W swoim wystąpieniu wspomniał także Kazimierza Pużaka, którego tablica pamiątkowa znajduje się na rawickim więzieniu. Pużak był jednym z przywódców Polski Podziemnej 1944-1945, sądzonym w moskiewskim procesie szesnastu. Pużak najprawdopodobniej został zamordowany w rawickim więzieniu w kwietniu 1950 roku. W 1996 roku został odznaczony pośmiertnie Orderem Orła Białego.

Prezydent podkreślił, że Kazimierz Pużak był to "wyjątkowo trudny dla komunistów człowiek, dlatego go zabili".

On wprawdzie zmarł, jak mówią świadkowie, ale tak naprawdę został zabity, bo był poniżany i katowany przez komunistycznych oprawców. Wiecie dlaczego? Bo był bardzo niewygodny. Był często dużo bardziej niewygodny, niż ci żołnierze niezłomni, którzy walczyli z bronią w ręku. Był bardzo niewygodny, bo był politykiem polskiej lewicy, był socjalistą. Razem z Józefem Piłsudskim zakładał PPS - Frakcję Rewolucyjną w 1906 roku. Razem walczył o niepodległą Polskę i walczył o tę niepodległą Polskę do samego końca - mówił prezydent.

Wskazał, że to "historia tych, którzy walczyli o suwerenną, niepodległą, sprawiedliwą Polskę i ginęli za nią jest fundamentem naszego państwa". Ci, którzy za Rzeczpospolitą ginęli, umierali, cierpieli także tutaj w rawickim więzieniu, tego właśnie by chcieli. Żebyśmy my dzisiaj, ich wnuki takimi ludźmi byli. Że jeżeli nie musimy walczyć z bronią w ręku o Polskę, jeżeli nie musimy się bać, że ktoś nas uwięzi, to żebyśmy wszystkie swoje siły, zdolności i tę całą wielką energię, którą oni wsadzali, by odzyskać niepodległość i wolność, żebyśmy my ją angażowali w budowanie silnej Polski - powiedział Duda.

Podczas wizyty w Rawiczu, w przeddzień oficjalnego Narodowego Dnia Pamięci Żołnierzy Wyklętych, przy murze Zakładu Karnego w Rawiczu prezydent oddał hołd żołnierzom, ofiarom terroru stalinowskiego zamęczonym i zmarłym w rawickim więzieniu w latach 1945-56. Prezydent złożył także kwiaty pod znajdującymi się na więziennym murze tablicami: ofiar stalinowskich represji, oraz tablicy pamięci Kazimierza Pużaka. Po uroczystości prezydent odwiedził rawickie więzienie i spotkał się z pracownikami zakładu karnego.

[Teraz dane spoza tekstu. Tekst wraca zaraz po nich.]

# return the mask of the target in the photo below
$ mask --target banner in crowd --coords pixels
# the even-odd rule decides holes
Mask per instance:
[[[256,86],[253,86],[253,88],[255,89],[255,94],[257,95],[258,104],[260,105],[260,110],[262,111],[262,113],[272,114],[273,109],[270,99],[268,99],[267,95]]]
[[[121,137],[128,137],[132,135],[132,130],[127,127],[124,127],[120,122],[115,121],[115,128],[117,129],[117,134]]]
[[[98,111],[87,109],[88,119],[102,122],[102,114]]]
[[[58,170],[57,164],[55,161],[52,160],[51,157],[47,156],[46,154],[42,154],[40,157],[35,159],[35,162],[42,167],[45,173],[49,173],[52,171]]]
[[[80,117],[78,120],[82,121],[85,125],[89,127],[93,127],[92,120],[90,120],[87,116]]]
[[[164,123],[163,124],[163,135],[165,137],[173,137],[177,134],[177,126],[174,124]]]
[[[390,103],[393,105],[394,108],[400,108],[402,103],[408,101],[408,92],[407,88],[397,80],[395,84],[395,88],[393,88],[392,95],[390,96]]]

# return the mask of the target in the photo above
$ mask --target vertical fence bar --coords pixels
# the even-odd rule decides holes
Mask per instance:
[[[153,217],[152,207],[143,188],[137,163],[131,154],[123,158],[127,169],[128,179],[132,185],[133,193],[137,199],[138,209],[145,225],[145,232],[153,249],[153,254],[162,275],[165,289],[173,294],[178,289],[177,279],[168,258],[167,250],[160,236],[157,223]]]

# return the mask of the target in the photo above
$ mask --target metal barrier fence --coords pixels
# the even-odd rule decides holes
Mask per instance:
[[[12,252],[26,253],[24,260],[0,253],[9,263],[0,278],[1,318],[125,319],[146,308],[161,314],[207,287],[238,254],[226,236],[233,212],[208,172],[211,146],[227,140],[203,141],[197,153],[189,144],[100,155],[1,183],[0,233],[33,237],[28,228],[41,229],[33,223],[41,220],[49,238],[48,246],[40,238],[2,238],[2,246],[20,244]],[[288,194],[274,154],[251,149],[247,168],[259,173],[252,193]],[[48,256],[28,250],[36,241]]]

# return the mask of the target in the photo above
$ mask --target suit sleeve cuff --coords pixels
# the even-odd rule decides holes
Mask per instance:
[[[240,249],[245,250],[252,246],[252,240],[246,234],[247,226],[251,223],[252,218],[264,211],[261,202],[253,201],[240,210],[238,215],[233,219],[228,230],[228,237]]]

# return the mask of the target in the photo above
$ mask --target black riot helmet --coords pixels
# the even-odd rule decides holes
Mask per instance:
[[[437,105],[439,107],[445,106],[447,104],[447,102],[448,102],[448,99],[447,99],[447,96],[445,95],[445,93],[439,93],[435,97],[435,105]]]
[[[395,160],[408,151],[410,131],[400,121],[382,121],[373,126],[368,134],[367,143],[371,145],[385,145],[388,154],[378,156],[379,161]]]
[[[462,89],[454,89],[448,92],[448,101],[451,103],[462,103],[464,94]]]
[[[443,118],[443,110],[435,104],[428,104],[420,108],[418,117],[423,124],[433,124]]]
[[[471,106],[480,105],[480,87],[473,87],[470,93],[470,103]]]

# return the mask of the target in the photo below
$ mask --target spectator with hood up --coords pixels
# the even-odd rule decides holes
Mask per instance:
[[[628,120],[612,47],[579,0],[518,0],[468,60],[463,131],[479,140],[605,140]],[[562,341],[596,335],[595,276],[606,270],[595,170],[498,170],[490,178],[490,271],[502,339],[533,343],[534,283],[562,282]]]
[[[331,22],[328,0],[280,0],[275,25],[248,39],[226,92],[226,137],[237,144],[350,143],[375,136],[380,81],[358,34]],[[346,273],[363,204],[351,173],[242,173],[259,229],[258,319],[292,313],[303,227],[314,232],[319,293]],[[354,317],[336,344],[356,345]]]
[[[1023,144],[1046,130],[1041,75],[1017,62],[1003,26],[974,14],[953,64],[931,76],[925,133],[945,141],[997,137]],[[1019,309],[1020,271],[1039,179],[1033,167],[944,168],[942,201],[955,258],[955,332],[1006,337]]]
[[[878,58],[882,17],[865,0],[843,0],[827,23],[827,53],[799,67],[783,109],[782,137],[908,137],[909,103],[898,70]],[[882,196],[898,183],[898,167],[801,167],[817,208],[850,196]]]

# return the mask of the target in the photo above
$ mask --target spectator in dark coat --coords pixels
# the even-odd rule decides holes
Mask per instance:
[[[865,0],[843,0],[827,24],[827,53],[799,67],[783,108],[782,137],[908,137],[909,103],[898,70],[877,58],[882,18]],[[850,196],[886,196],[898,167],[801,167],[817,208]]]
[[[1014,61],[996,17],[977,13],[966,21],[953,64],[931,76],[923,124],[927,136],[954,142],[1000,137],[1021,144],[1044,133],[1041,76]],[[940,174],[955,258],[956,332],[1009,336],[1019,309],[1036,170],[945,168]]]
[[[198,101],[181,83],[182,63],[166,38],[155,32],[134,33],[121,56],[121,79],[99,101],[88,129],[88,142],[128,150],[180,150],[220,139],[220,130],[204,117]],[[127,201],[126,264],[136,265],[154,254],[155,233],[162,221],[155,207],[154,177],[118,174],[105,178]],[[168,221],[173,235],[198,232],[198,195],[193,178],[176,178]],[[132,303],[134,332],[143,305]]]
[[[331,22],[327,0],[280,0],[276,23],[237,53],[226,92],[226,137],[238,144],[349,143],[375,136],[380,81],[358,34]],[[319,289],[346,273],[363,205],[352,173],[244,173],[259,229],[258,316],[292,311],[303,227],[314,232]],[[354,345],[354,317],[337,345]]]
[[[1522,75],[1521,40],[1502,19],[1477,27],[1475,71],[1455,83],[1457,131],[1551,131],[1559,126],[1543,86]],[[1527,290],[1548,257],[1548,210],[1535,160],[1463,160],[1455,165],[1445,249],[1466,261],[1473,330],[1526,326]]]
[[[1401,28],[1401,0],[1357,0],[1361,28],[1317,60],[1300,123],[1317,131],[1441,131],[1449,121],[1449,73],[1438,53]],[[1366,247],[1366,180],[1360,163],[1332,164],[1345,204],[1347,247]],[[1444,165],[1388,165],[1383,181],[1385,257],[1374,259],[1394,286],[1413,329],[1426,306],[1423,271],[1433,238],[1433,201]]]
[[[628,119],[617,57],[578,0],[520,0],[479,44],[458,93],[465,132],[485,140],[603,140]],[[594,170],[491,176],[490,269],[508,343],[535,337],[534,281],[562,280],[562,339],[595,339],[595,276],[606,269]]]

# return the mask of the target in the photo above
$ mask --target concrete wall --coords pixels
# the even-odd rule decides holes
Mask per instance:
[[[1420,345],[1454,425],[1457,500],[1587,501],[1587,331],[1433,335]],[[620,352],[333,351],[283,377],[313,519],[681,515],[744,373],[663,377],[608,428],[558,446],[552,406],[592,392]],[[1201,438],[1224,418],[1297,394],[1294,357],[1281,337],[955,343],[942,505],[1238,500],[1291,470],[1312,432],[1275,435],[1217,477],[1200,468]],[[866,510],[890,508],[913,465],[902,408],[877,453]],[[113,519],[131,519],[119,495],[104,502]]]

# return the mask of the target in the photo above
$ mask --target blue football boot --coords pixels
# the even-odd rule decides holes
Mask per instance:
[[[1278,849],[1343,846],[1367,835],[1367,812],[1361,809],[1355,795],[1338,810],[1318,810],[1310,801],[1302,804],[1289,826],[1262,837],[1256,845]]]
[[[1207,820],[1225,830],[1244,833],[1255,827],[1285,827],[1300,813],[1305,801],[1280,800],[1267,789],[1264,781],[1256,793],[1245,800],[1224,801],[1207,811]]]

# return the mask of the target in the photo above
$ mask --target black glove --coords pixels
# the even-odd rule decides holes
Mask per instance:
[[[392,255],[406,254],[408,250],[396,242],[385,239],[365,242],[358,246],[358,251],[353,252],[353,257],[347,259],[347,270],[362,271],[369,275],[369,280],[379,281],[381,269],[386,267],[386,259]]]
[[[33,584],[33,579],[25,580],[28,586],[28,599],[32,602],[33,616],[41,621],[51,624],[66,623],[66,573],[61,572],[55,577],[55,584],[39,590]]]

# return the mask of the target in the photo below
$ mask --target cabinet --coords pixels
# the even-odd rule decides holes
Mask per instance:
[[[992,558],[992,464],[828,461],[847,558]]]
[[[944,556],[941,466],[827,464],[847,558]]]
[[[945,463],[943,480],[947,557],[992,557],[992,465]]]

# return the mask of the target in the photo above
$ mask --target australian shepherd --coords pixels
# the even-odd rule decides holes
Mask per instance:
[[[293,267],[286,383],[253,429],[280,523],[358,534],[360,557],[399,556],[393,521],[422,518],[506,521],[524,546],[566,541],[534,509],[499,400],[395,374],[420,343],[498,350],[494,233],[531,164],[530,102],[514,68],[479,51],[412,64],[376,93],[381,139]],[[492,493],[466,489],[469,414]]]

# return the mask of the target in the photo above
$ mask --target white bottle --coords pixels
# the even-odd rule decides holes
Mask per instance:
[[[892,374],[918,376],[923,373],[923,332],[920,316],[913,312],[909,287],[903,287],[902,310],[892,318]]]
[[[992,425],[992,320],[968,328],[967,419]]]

Więzienie w Rawiczu rozpoczęło działalność na przełomie 1820 i 1821 roku i od samego początku było więzieniem ciężkim, przeznaczonym dla więźniów politycznych. W okresie stalinowskim poza Kazimierzem Pużakiem przebywali tu także m.in. Władysław Bartoszewski, Stanisław Skalski, Wiesław Chrzanowski, Kazimierz Moczarski, Władysław Siła-Nowicki i Wojciech Borzobohaty.

Wizyta prezydenta Dudy w Rawiczu była głównym punktem wielkopolskich obchodów Dnia Pamięci Żołnierzy Wyklętych, który przypada 1 marca.

Narodowy Dzień Pamięci Żołnierzy Wyklętych ustanowił w 2011 roku polski parlament "w hołdzie Żołnierzom Wyklętym - bohaterom antykomunistycznego podziemia, którzy w obronie niepodległego bytu Państwa Polskiego, walcząc o prawo do samostanowienia i urzeczywistnienia dążeń demokratycznych społeczeństwa polskiego, z bronią w ręku, jak i w inny sposób przeciwstawili się sowieckiej agresji i narzuconemu siłą reżimowi komunistycznemu".